東方異人伝 第6回 VS毛利・緒戦

―毛利領 戦艦長門
向かい合う両軍。
朝靄の中、空気が張り詰める戦場。
開戦前の緊張感が漂う中。
「ふわぁ……」
ランスの大あくびが響いた。
「ランス様、朝は早いから早く寝ようとあれだけ言ったのに……」
「がはははは、俺様はヤたい時にやるのだ。朝が早かろうと関係ない!」
「でも、他の武将さん達に迷惑が―ひんっ!?」
シィルの頭にランスの拳骨が飛んだ。
「うるさい。男など待たせておけばいいのだ。だが、まぁ、そろそろ動いてやるか」
「あちらでランス様の部隊の人たちがお待ちです」
「ん、わかった」

―島津軍 陣地
「ランス、遅いぞ」
武将用のエリアと兵士の控え場所の間、ヨシヒサが仁王立ちになっていた。
「しるか」
「……先に言っておくがお前に死なれると黒姫の望みが断たれる。俺やカズヒサでもその剣は使いこなせない。不本意ながらお前を死なせるわけにはいかんのだ。無用な突撃はするな」
「気にするな。俺様は天才だ。泥舟に乗ったつもりでいろ。がははは!」
自信ありげに笑いながら去っていくランス。
「……大船だろうが」
ヨシヒサの突っ込みは聞こえていないらしい。
非常に不安だった。
「ヨシヒサ兄ちゃん、アレ、ホントの大丈夫なのかな?」
イエヒサがひょこりと顔を出す。

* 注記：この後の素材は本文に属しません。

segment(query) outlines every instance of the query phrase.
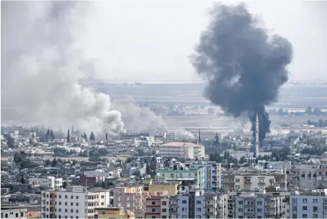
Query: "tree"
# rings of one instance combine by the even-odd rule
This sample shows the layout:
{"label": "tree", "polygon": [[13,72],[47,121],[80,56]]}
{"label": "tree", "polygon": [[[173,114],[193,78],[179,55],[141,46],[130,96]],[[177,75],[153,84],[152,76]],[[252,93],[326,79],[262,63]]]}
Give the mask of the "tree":
{"label": "tree", "polygon": [[94,136],[94,133],[93,133],[93,132],[91,132],[91,134],[89,135],[89,139],[91,141],[96,140],[96,136]]}
{"label": "tree", "polygon": [[70,143],[70,129],[67,131],[67,142]]}

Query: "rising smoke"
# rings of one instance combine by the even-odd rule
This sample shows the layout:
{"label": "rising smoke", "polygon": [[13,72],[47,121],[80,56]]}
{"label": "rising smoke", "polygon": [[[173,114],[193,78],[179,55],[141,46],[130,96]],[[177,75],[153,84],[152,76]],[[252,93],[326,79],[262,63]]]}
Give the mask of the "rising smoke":
{"label": "rising smoke", "polygon": [[262,142],[270,132],[265,105],[277,101],[288,79],[292,45],[269,35],[244,4],[218,3],[210,14],[211,23],[191,57],[197,72],[208,81],[205,96],[234,117],[246,113],[252,130],[257,112]]}
{"label": "rising smoke", "polygon": [[96,14],[92,6],[92,1],[1,2],[1,123],[66,130],[74,125],[111,136],[125,132],[110,97],[79,83],[104,71],[94,67],[88,52],[93,48],[85,40],[85,24]]}

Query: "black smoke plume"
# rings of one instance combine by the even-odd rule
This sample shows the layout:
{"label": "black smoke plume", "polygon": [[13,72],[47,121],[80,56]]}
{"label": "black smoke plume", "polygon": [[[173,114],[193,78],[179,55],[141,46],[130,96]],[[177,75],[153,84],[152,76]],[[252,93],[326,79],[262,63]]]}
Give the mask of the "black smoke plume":
{"label": "black smoke plume", "polygon": [[258,113],[262,142],[270,132],[265,105],[277,101],[279,87],[288,79],[292,45],[269,35],[244,4],[218,3],[210,15],[191,56],[193,65],[208,81],[205,96],[212,103],[234,117],[246,113],[252,130]]}

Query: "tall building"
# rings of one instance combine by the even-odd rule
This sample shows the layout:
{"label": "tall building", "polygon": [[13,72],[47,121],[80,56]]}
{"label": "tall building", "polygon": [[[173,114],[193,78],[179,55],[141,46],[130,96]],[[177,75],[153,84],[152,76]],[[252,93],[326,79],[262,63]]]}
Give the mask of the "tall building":
{"label": "tall building", "polygon": [[204,168],[204,191],[216,191],[222,186],[222,165],[211,161],[199,160],[196,163],[186,164],[189,168]]}
{"label": "tall building", "polygon": [[109,190],[87,190],[82,186],[68,186],[66,190],[45,190],[41,193],[41,217],[93,219],[96,207],[109,205]]}
{"label": "tall building", "polygon": [[191,190],[194,185],[199,189],[204,187],[204,167],[180,167],[179,169],[157,169],[156,182],[165,183],[166,182],[178,182],[179,194]]}
{"label": "tall building", "polygon": [[134,219],[134,213],[129,211],[125,211],[118,207],[99,207],[95,208],[95,219],[107,218],[126,218]]}
{"label": "tall building", "polygon": [[158,145],[162,157],[195,159],[205,156],[204,146],[191,143],[171,142]]}
{"label": "tall building", "polygon": [[276,218],[282,211],[282,197],[266,194],[264,190],[234,198],[234,218]]}
{"label": "tall building", "polygon": [[145,218],[169,218],[169,197],[151,196],[145,200]]}
{"label": "tall building", "polygon": [[114,190],[114,207],[135,213],[136,218],[144,218],[143,187],[121,187]]}
{"label": "tall building", "polygon": [[290,196],[290,218],[327,218],[327,196],[319,191]]}

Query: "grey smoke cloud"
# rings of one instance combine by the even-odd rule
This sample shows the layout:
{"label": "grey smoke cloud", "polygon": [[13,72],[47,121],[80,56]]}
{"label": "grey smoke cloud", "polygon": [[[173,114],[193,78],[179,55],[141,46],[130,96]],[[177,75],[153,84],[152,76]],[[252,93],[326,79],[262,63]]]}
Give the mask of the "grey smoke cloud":
{"label": "grey smoke cloud", "polygon": [[265,105],[277,101],[288,79],[291,43],[269,34],[244,4],[217,3],[211,22],[191,56],[197,72],[208,81],[205,96],[234,117],[247,113],[254,129],[259,116],[259,138],[269,132]]}
{"label": "grey smoke cloud", "polygon": [[113,136],[125,132],[110,97],[78,83],[98,70],[80,39],[87,34],[84,23],[92,10],[89,1],[1,3],[2,121],[66,129],[73,124]]}

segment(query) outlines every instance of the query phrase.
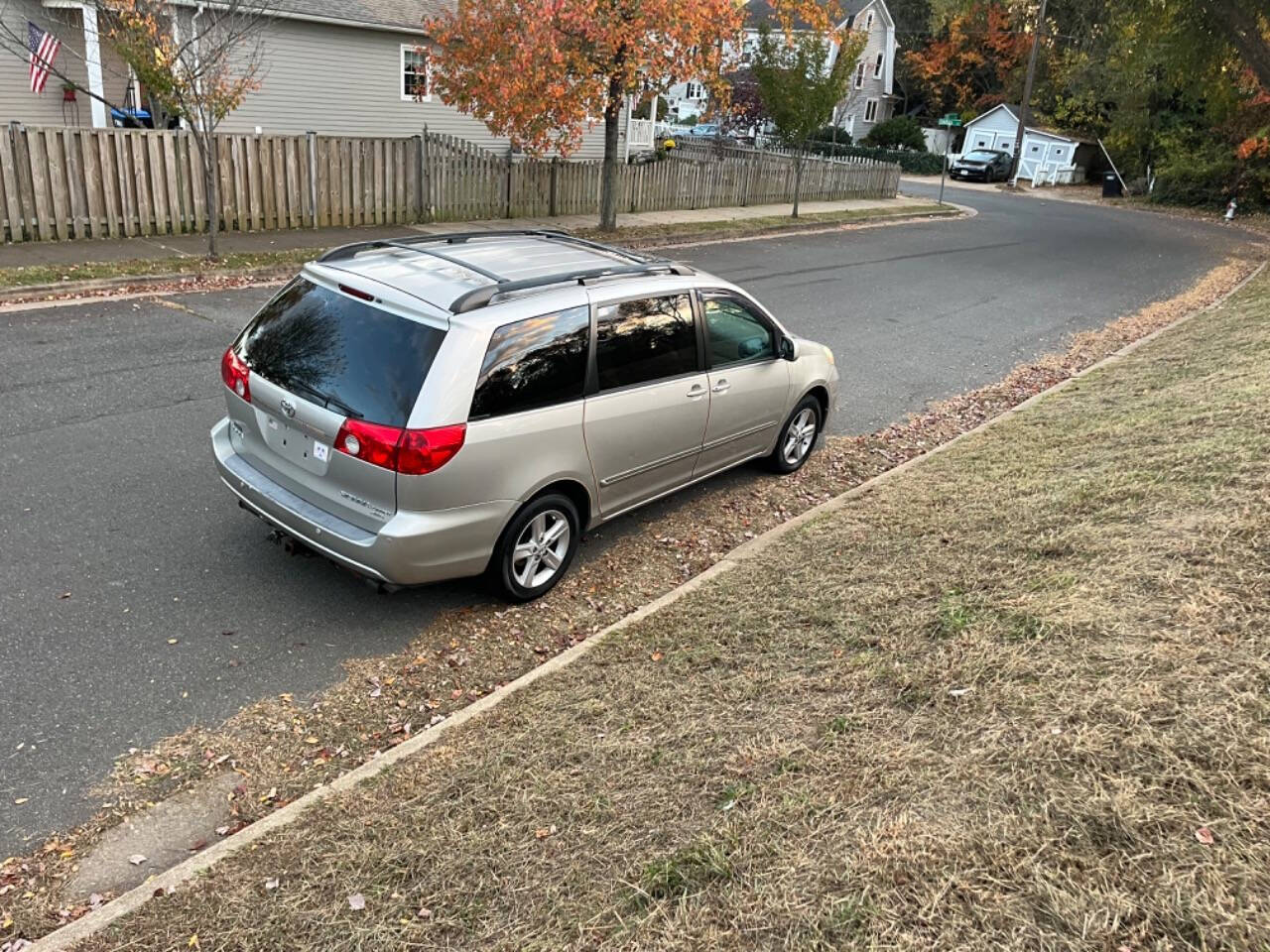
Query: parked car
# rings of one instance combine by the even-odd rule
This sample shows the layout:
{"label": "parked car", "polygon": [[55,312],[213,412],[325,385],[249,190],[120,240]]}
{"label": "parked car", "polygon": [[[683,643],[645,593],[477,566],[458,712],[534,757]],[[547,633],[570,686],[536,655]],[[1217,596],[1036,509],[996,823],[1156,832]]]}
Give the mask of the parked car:
{"label": "parked car", "polygon": [[550,231],[329,251],[221,376],[216,466],[287,548],[517,600],[589,527],[748,459],[794,472],[838,391],[829,349],[735,284]]}
{"label": "parked car", "polygon": [[994,149],[975,149],[966,152],[951,166],[949,176],[954,179],[982,179],[983,182],[996,182],[1010,176],[1010,166],[1013,159],[1010,152]]}

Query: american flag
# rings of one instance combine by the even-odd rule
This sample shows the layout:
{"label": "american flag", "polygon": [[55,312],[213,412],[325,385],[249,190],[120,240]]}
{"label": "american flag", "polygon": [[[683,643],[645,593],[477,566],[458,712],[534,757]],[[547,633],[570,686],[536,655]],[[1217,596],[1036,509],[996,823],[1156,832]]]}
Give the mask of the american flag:
{"label": "american flag", "polygon": [[30,47],[30,91],[43,93],[48,83],[48,70],[62,42],[48,30],[27,20],[27,46]]}

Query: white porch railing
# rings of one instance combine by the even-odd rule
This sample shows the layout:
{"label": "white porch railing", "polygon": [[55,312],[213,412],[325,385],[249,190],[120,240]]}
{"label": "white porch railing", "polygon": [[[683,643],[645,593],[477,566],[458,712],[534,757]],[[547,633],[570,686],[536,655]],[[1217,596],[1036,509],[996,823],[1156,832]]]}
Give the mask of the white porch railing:
{"label": "white porch railing", "polygon": [[630,142],[631,150],[636,149],[652,149],[653,147],[653,121],[652,119],[631,119],[630,127],[626,129],[626,141]]}

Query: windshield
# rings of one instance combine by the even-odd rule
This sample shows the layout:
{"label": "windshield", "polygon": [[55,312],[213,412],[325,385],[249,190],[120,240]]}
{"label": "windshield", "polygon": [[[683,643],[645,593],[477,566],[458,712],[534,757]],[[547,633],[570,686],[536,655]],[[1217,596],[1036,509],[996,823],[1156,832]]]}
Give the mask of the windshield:
{"label": "windshield", "polygon": [[405,426],[446,333],[296,278],[234,349],[248,367],[305,400]]}

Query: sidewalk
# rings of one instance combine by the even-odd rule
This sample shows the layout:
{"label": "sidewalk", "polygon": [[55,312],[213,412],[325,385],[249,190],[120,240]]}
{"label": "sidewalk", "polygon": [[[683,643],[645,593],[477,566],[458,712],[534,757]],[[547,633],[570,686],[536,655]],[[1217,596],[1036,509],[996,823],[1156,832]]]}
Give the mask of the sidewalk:
{"label": "sidewalk", "polygon": [[[930,204],[921,198],[847,199],[842,202],[803,202],[800,215],[815,216],[842,212],[878,211],[903,215],[908,208],[918,209]],[[701,225],[754,218],[787,216],[789,204],[758,204],[744,208],[696,208],[669,212],[640,212],[618,215],[617,226],[667,227],[674,225]],[[296,228],[290,231],[248,231],[221,235],[220,251],[230,254],[268,254],[309,248],[331,248],[351,241],[401,237],[411,232],[437,234],[444,231],[493,231],[499,228],[561,228],[564,231],[593,231],[598,218],[594,215],[565,215],[556,218],[495,218],[471,222],[443,222],[437,225],[381,225],[353,228]],[[84,261],[135,261],[171,258],[202,258],[206,254],[204,235],[159,235],[154,237],[103,239],[83,241],[28,241],[20,245],[0,246],[0,268],[32,265],[72,265]]]}

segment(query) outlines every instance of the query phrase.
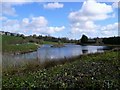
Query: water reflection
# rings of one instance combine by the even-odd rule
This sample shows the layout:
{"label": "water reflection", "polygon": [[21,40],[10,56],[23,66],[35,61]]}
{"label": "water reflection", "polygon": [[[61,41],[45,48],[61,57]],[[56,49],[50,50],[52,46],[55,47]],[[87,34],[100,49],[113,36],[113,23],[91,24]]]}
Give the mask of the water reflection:
{"label": "water reflection", "polygon": [[60,58],[68,58],[73,56],[78,56],[86,53],[95,53],[95,52],[103,52],[105,46],[81,46],[81,45],[72,45],[66,44],[65,47],[54,48],[51,45],[43,45],[36,52],[21,54],[21,55],[3,55],[3,62],[5,61],[17,61],[20,62],[22,60],[40,60],[40,62],[44,62],[45,60],[52,59],[60,59]]}

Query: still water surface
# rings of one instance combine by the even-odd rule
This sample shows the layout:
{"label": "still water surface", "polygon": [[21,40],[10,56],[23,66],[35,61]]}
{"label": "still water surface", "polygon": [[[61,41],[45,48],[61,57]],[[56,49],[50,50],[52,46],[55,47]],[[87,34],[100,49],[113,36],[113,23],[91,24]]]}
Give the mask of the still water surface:
{"label": "still water surface", "polygon": [[5,56],[3,55],[3,64],[6,64],[6,61],[10,61],[13,63],[20,62],[22,60],[40,60],[40,62],[44,62],[45,60],[52,59],[62,59],[62,58],[70,58],[86,53],[96,53],[96,52],[104,52],[104,49],[108,49],[106,46],[81,46],[74,44],[66,44],[64,47],[55,48],[51,47],[52,45],[42,45],[35,52],[30,52],[26,54],[20,55],[12,55]]}

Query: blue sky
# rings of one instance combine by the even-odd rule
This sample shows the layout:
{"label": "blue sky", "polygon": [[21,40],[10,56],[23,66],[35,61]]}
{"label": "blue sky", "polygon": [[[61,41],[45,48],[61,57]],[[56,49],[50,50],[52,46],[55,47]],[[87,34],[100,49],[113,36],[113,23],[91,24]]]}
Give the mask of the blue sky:
{"label": "blue sky", "polygon": [[79,39],[118,35],[115,2],[2,3],[1,31]]}

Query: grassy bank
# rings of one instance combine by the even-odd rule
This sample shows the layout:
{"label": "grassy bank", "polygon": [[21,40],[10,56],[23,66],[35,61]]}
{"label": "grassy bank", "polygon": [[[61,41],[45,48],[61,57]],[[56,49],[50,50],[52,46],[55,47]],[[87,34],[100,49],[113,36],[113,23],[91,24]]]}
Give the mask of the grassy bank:
{"label": "grassy bank", "polygon": [[63,63],[46,62],[42,68],[38,63],[32,63],[14,73],[3,70],[2,87],[120,89],[118,53],[120,51],[108,51]]}
{"label": "grassy bank", "polygon": [[[33,38],[32,38],[33,40]],[[30,43],[30,38],[2,35],[2,51],[3,54],[21,54],[37,50],[42,44],[58,44],[58,42],[42,41]]]}
{"label": "grassy bank", "polygon": [[37,50],[38,45],[35,43],[28,43],[22,37],[16,36],[2,36],[2,51],[8,54],[20,54]]}
{"label": "grassy bank", "polygon": [[3,46],[3,53],[21,54],[37,50],[39,45],[35,43],[24,43]]}

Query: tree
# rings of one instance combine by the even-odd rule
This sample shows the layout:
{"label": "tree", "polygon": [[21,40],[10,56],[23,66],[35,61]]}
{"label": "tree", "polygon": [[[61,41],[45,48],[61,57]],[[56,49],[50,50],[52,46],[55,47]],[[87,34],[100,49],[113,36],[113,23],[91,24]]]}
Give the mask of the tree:
{"label": "tree", "polygon": [[87,41],[88,41],[88,37],[86,35],[82,35],[81,43],[87,43]]}

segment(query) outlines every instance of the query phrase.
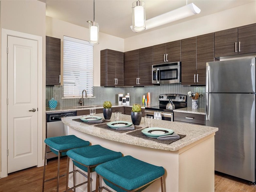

どうもやり取りを見ていたらしい。
「分からん。だが、ただのバカと言い切ることも出来ん何かがあるような気がする。……あってもなくても俺達がやることは一つだがな」
「大丈夫、僕がちゃんと作戦を考えるから。不本意だけど、アイツの部隊を守るように布陣しないとね」
「ああ、任せる」
「任せといて!」

―ランス隊 
「大将、我らはすでに準備万端です。出撃の命を」
模擬戦を経て、ランス隊の志願者は意外にも増えた。
当主ヨシヒサと互角に戦う強さに惹かれたのかあるいは破天荒なその行動が何かやらかしてくれるかもしれないという期待のせいか。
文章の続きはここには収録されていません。